Balancing the past, present and future

    My time left as an undergraduate is winding down. A friend’s Gchat status constantly reminds me of the weeks left in our final quarter. Right now it says, “6 down, 4 to go.” Some days, that seems like glass-half-full status about how near we are to starting a whole new chapter. Other days, it depresses me to no end knowing that four weeks is all I have left.

    But that leaves me in limbo. What do I do right now? Do I surround myself with my old friends, with whom I’ve shared countless memories? Reliving our pasts together atop my rooftop patio planning our next shindig sounds like a perfect night. I’m comfortable with who I know. There’s little effort in being with them and only joy comes of it.

    Or do I look for jobs and apartments downtown and in faraway cities? I’ve broached the search but made little headway. If I only think about what the future will hold, I’ll miss out on what I have all around me. 

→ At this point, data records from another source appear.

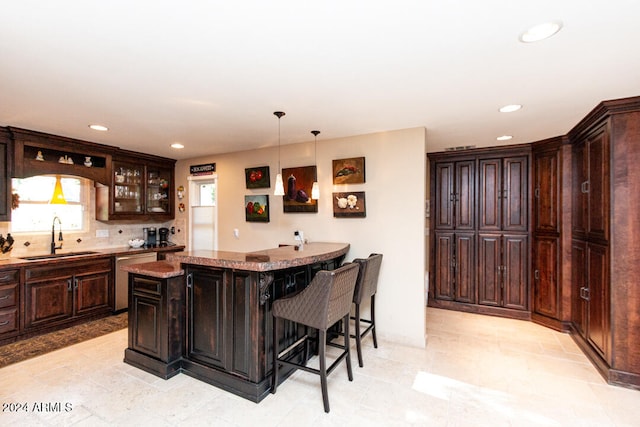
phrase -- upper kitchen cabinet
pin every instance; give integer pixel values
(503, 193)
(606, 248)
(37, 153)
(5, 173)
(141, 189)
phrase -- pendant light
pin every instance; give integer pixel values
(315, 189)
(58, 195)
(279, 191)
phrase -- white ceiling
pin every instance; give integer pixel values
(209, 74)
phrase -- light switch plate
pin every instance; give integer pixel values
(102, 233)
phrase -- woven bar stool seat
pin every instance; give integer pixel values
(320, 305)
(366, 288)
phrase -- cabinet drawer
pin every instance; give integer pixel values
(8, 295)
(8, 320)
(9, 276)
(67, 269)
(147, 286)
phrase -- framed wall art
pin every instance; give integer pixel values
(349, 205)
(297, 189)
(257, 177)
(256, 208)
(349, 171)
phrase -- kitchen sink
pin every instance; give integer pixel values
(56, 256)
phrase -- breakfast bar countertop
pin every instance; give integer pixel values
(265, 260)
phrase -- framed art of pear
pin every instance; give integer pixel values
(256, 208)
(257, 177)
(297, 189)
(349, 171)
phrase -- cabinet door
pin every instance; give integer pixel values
(489, 269)
(92, 292)
(465, 272)
(5, 179)
(598, 331)
(598, 185)
(243, 309)
(147, 320)
(579, 191)
(128, 189)
(158, 190)
(445, 194)
(546, 194)
(545, 285)
(490, 194)
(207, 316)
(464, 196)
(445, 268)
(579, 284)
(515, 194)
(48, 301)
(514, 271)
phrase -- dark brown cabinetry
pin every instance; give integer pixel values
(156, 323)
(38, 153)
(503, 194)
(59, 294)
(5, 175)
(9, 303)
(480, 261)
(551, 272)
(142, 188)
(605, 297)
(502, 275)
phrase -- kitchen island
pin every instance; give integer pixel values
(208, 313)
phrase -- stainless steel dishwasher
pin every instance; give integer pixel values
(122, 277)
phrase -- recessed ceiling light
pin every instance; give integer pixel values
(510, 108)
(540, 32)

    My time here is short, but that’s no excuse to exit life. Things will change in a month but I plan on being with the people I have around me and seeing the places I’ve come to cherish in Evanston and Chicago. Especially as a senior in college, I don’t think there is any way else to live. Every week through my four years here I’ve met new people and that shouldn’t stop. So I’ll keep going to 3 a.m. electronic shows, having afternoon pastel sessions, throwing Mad Men parties on a Tuesday or playing drunken Pictionary at midnight. It may suck that the year will end but that won’t change how I act now. Honestly, I’ll deal with that when we get there.

    Resigning to the inevitable end of college is unacceptable, if only because it’s not over just yet. I may have found it difficult to deal with moving on from some Northwestern student groups but that doesn’t mean I’m out of the social worlds. Especially when there are so many people I barely know, some that I’m just getting to know and even more that I’ve yet to meet.

    Unfortunately, I have some old friends that I don’t see as much as I want to. And by ignoring the future, I am still jobless. I’m trying to balance the two while living my life at the same time. This is my last gasp of undergrad and I’m not going to spend every day planning my life as a graduate. I may suffer from my current naïveté, but I hope I can receive my diploma with a smile knowing that I did this last quarter right.  Balance is difficult, but to live day-by-day lets me find new moments even after four years. We shouldn't dwell in nostalgia or obsess over the future because these few weeks should be the most memorable in our lives.